As far as your suggestion to launch from buildings, mountains, or balloons, that doesn't actually offer substantial benefits either. While launching from high up would result in lower drag losses, that helps less than you'd expect because a ground launched rocket travels through the densest part of the atmosphere at it's slowest speeds. By the time a rocket is going fast enough that drag would really start to slow it down it is already at a pretty high altitude. If you are trying to make a cheaper rocket you really want to increase it's starting speed much more than its height. The math works out this way because of the fact that our starting radius is 6378 km. As big and impressive at Mount Everest seems to us it's really just a tiny pimple compared to the radius of the earth (brings you to 6386 km), and our entire atmosphere isn't much better.

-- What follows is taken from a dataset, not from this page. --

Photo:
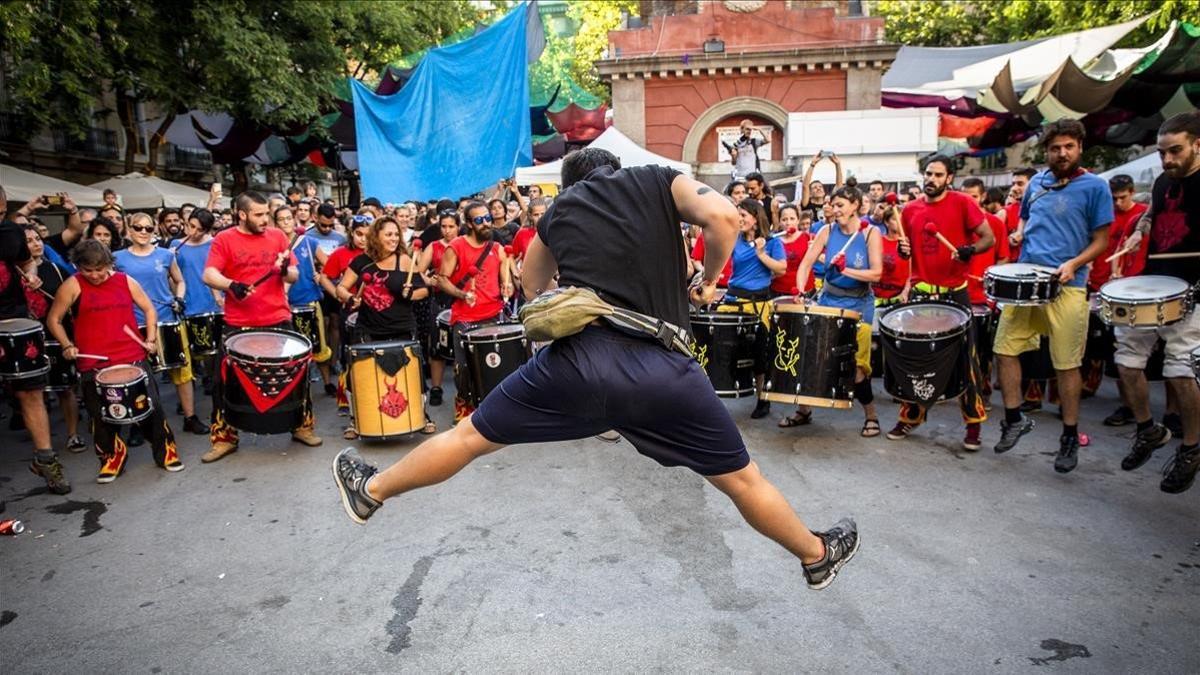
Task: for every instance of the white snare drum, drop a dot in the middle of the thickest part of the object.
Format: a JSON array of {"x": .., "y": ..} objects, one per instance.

and our entire atmosphere isn't much better. no, practically low earth transfer orbit starts at 150 km at this altitude a satellite will not decay into atmosphere for quite a while. and while at space station orbit there is also atmosphere - it does not change much - they just fix orbit every few days with quite a few amount of fuel. As for higher altitude start - it is actually already exploited in air launch. and building launch from mount will increase payload several times ( just check for existing projects ). the things I describe are not money wise - they really would require too much money to be spent relative to possible outcome - so currently it just make no sense. but not only rocket system are proposed - there are about a dozen of different future space launch proposals,
few links for you http://ntrs.nasa.gov/archive/nasa/casi.ntrs.nasa.gov/20030022661_2003025516.pdf http://www.aerospaceweb.org/design/aerospike/compensation.shtml
Guns are an effective way to get things going, but not all the way to orbit, or escape velocity, as in his book. They are good for 50-75% of orbital speed, and the rest you do by some other method. Half orbital speed guns have already been built, decades ago, I got to visit several over the years. They just have not been built big enough to deliver useful payloads to space. That would require not trillions, not billions, but about the cost of one rocket launch (~100 M$).
One big reason the major aerospace companies have not pursued things like this is that nobody ever got promoted by developing a scheme to launch stuff for 90% cheaper, which would cut your revenues by 90%. It has to be done by someone outside the current crop of vested interests whose *current* launch business would be decimated.